Preacher grinned. “I never knew a man who referred to his own self by name that way to be worth a bucket of warm piss.”
Then he had turned and walked out of the place. He’d had a hand near the butt of one of the flintlock pistols stuck behind his belt, just in case the young braggart’s pride made him try something else. Preacher had been out of patience by that point, and if anything had happened, he would have gone ahead and killed the man.
But it hadn’t happened, and Preacher hadn’t seen hide nor hair of Hoyt Ryker since then. The story had gotten around the riverfront, though, about how Preacher had humiliated the young man. He figured Ryker had left town and gone someplace where nobody would have heard about the incident.
Now Preacher said, “So Ryker’s back in these parts, is he?”
“That’s right,” Red Mike said. “He came in here with some other men a while back. I didn’t recognize him at first, but somebody told me who he was. Then I could see it, even though that fancy mustache makes him look quite a bit different.”
Hawk said to Preacher, “Another of those old enemies of yours that seem to be lurking under every rock?”
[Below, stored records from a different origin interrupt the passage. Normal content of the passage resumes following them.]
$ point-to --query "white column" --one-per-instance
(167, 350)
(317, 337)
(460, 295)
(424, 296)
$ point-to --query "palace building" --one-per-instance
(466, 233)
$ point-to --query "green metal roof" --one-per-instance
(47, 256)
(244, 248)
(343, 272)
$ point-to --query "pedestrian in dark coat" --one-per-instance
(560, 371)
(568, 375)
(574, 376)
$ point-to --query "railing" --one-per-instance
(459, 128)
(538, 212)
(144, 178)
Preacher blew out a contemptuous breath. “I had one little scrape with him, that’s all. Ain’t hardly worth rememberin’.”
“You can bet Ryker’s never forgotten it,” Mike said. “I haven’t seen him around for a few days, though, so maybe he’s moved on.”
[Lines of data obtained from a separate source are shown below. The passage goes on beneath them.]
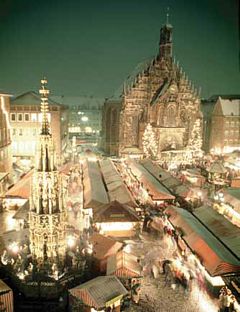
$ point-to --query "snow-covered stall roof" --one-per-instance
(94, 192)
(156, 189)
(117, 190)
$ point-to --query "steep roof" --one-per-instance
(99, 291)
(22, 188)
(224, 96)
(230, 107)
(142, 66)
(207, 108)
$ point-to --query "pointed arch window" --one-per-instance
(171, 116)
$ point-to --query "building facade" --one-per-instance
(225, 126)
(25, 120)
(5, 143)
(158, 106)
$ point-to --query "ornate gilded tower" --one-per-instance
(47, 217)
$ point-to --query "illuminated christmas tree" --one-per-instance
(149, 142)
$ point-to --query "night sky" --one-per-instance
(88, 47)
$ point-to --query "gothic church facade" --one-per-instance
(157, 94)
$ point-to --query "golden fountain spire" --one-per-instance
(44, 92)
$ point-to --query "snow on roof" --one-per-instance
(144, 65)
(99, 291)
(230, 107)
(87, 102)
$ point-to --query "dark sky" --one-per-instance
(90, 46)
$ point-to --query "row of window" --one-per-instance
(232, 132)
(27, 147)
(33, 108)
(25, 131)
(232, 123)
(33, 117)
(231, 141)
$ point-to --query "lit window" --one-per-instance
(34, 117)
(88, 129)
(26, 117)
(13, 117)
(40, 117)
(20, 117)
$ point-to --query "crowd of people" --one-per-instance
(227, 301)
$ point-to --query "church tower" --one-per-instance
(47, 217)
(165, 44)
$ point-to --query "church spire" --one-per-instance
(167, 16)
(44, 92)
(165, 44)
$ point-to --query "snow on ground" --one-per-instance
(156, 295)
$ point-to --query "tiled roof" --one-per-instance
(99, 291)
(230, 107)
(104, 246)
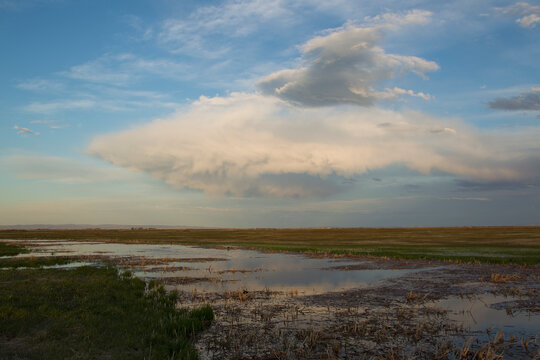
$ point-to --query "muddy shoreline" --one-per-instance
(419, 309)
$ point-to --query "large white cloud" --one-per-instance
(254, 145)
(344, 66)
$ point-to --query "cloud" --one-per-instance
(50, 107)
(124, 69)
(524, 101)
(254, 145)
(528, 15)
(61, 170)
(343, 67)
(412, 17)
(25, 131)
(40, 85)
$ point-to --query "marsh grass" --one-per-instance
(33, 261)
(12, 250)
(494, 245)
(93, 313)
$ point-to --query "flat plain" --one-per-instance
(404, 293)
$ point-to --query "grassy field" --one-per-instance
(520, 245)
(90, 313)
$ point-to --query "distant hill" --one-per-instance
(100, 226)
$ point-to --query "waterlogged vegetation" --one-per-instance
(91, 312)
(11, 250)
(275, 305)
(33, 262)
(495, 245)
“It don’t matter to me, one way or the other,” Preacher said.
He wasn’t surprised, though, to hear that the two would-be thieves he had killed had been affiliated with Hoyt Ryker. Most men were a mixture of good and bad, but some were just pure skunk and Ryker fell into that category. Preacher had heard rumors about various robberies and killings that might have involved Ryker. Under the circumstances, it made sense to assume that the men riding with him were the same sort.
Preacher didn’t have much time to think about that, because just then another commotion caught his attention. He looked around and saw that another man had come into Red Mike’s place. This newcomer was striding across the room, bumping men out of his way, and leaving behind some angry, profane muttering. He was well dressed in high-topped black boots, gray whipcord trousers, and a brown jacket over a fancy vest and white shirt. A black beaver hat sat on dark blond hair. Well-groomed and handsome, he didn’t belong here in this rough frontier tavern. Anybody could see that.
Anybody could tell what he was after, too. He stalked straight toward Chessie Dayton with a determined expression on his face.